Huguely team files appeal
Attorneys representing former University lacrosse player serve Charlottesville Circuit Court notice
Attorneys representing former University lacrosse player George Huguely are appealing his murder conviction, according to a notice filed Tuesday with the Charlottesville Circuit Court. Should the Virginia appellate court agree to hear his case, however, legal professionals say Huguely’s chances are slim.
“If the appeal is actually heard by the court of appeals, most convictions are affirmed,” Law Prof. Kent Sinclair said. “It depends on what actually happened in any individual case but statistically, [a] large majority of the appeals are unsuccessful.”
About one of five requested appeals is granted a hearing in the appellate court, Sinclair said.
A judge in August officially sentenced Huguely to 23 years in prison for the second-degree murder of his ex-girlfriend Yeardley Love, also a former University student, and grand larceny. The notice filed Tuesday came after a series of motions for appeal issued during the summer. The notice informs the court that the attorneys will submit a transcript of facts, testimony and other incidents relevant to the case.
Attorneys are not required to identify grounds for appeal in the notice. Charlottesville criminal defense lawyer Lloyd Snook III, however, said the defense may try to knock Huguely’s murder charges down to manslaughter, which would carry a lesser prison sentence.
“In the [June] motion for the new trial, they raised a number of issues and my guess is that they will basically parrot all of these issues and put them into the court of appeals,” Snook said.
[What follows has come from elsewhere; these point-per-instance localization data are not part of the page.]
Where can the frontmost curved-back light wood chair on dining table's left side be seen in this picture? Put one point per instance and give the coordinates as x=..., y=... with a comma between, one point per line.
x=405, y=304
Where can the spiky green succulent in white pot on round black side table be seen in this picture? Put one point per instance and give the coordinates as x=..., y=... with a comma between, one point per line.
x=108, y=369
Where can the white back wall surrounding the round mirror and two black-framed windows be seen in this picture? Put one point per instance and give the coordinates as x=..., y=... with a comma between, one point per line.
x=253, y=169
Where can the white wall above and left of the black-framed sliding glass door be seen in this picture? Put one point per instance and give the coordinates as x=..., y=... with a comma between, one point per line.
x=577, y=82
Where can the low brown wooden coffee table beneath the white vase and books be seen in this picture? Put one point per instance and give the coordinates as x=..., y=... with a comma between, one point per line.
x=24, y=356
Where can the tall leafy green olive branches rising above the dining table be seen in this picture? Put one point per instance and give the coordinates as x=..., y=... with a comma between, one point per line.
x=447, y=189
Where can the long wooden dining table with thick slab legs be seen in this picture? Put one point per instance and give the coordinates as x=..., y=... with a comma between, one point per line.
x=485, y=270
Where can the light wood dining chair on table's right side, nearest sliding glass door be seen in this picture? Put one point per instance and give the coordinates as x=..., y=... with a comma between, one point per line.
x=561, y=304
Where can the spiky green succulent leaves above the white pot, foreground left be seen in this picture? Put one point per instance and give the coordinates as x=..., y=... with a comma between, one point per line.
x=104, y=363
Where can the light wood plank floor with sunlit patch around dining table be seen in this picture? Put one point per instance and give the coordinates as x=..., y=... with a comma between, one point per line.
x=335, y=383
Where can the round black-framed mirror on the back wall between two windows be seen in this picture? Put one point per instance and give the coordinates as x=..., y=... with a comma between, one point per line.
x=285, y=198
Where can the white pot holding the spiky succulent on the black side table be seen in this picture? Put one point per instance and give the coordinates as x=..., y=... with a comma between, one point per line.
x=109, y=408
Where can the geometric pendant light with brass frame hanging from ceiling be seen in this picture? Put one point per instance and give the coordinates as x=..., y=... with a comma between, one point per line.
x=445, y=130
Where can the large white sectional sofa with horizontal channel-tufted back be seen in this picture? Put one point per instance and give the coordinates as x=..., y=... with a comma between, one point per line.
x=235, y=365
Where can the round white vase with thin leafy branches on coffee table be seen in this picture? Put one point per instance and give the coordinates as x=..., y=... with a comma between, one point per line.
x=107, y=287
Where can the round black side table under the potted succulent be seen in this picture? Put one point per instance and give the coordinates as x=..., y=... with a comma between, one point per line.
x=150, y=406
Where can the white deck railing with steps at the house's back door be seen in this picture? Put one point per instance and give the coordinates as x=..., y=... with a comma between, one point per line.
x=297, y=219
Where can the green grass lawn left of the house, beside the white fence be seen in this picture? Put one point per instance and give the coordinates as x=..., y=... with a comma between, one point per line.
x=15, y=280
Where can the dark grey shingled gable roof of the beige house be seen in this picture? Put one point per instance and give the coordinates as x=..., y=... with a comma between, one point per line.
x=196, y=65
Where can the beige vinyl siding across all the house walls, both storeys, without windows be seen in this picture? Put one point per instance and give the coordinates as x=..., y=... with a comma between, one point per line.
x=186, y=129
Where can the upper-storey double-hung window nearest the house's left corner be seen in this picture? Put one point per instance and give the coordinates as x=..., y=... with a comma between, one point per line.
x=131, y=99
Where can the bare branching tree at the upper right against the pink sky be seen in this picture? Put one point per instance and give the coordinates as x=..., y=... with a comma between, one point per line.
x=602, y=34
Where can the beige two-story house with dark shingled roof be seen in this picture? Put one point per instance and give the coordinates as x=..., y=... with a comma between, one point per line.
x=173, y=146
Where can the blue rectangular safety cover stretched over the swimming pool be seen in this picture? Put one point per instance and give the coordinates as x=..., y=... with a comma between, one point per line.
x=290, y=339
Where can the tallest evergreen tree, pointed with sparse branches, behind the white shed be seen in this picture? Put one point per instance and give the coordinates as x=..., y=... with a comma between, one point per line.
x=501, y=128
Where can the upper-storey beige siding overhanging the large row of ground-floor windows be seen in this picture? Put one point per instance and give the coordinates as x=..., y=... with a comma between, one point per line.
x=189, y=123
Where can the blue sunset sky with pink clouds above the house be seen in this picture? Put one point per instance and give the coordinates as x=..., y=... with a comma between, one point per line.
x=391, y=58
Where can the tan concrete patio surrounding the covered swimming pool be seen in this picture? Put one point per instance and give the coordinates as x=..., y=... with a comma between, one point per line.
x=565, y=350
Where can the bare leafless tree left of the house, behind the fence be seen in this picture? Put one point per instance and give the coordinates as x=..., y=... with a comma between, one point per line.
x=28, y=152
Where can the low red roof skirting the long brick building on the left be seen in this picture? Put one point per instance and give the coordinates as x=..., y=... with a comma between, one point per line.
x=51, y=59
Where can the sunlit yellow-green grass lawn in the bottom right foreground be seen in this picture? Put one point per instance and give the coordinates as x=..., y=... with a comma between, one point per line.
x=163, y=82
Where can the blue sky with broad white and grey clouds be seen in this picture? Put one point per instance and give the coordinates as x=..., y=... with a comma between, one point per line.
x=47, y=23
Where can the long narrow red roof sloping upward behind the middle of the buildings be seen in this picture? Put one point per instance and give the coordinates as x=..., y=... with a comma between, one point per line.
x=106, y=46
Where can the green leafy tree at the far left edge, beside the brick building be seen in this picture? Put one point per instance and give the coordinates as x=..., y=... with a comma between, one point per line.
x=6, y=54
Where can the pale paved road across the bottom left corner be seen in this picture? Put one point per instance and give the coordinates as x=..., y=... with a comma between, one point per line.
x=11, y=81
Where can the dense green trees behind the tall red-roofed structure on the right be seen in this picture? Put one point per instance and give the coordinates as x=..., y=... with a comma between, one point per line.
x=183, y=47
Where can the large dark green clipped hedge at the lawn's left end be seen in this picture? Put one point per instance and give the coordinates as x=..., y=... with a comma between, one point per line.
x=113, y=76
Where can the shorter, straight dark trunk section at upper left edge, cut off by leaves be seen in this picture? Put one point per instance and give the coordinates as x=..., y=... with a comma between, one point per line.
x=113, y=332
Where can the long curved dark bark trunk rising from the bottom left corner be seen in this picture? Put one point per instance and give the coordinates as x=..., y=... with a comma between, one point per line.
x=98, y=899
Huguely’s attorneys could also appeal the larceny charge if they argued there was insufficient evidence as to whether Huguely’s crime was grand larceny or petty larceny, Snook said.
This is Huguely’s first court appeal, though last month a Charlottesville Circuit Court judge denied motions for retrial, which were filed in June.
The appeal differs from the motion for retrial because the case will go to a distinct set of judges who are unfamiliar with the case, Snook said. Petitions for appeal allow attorneys to obtain review of a trial by a panel of appellate judges to determine whether fundamental errors were made during the initial trial. The grounds for both the retrial and appeal would not differ, Snook said.
Defense attorneys will be able to take the case to the Virginia Supreme Court if they lose in the appellate court, said Llezelle Agustin Dugger, clerk at the Charlottesville Circuit Court.
Huguely, who beat Love to death in May 2010, was recently transferred to state custody. Snook said the appeal was a long shot but that the notice was the attorneys’ attempt to take a chance while they could. “You gotta take your shot,” he said. “They don’t give you more jail time for asking.”